La Rampa detalla a La Habana. Realmente la Rampa no es una calle. La Rampa es un estado de ánimo. De modo que La Rampa puede ocurrir en cualquier parte, en cualquier lugar de La Habana, en cualquier ciudad de Cuba. Los ortodoxos del urbanismo dan a La Rampa la siguiente definición: tramo de la calle 23, en El Vedado, que se extiende a partir de la calle L a la calle O.

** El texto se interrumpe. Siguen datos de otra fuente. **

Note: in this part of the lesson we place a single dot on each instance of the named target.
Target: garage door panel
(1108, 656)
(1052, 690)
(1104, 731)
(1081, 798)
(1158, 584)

Desde hace años se ha convertido en el paseo favorito de los habaneros con una prolongación que se inicia en el balcón habanero del Malecón y tiene como epílogo, para muchos, tomar un helado en Coppelia, pasando antes, por salas de cines como el homónimo, cafeterías, clubes nocturnos como el reconocido mundialmente La zorra y el cuervo, departamentos de aerolíneas, hoteles, tiendas, exposiciones, restaurantes y edificios de oficinas como el Edificio del Seguro Médico, creado por el arquitecto Antonio Quintana.
Este tramo habanero fue construido hacia 1930, y se empleaba antiguamente para la instalación de baterías de cañones que protegían la ciudad de ataques externos.
Destaca en su diseño las aceras de terrazo con obras de artistas cubanos de la plástica, asimismo el recinto ferial del Pabellón Cuba, hoy sede de la Asociación Hermanos Saíz.
Ha sido además, escenario referencial de eventos políticos, deportivos, artísticos y de pensamiento de repercusión mundial, entre otros recordamos en 1967 el Salón de Mayo en el Pabellón Cuba con la significativa exposición de arte contemporáneo que trajo a Cuba Wifredo Lam.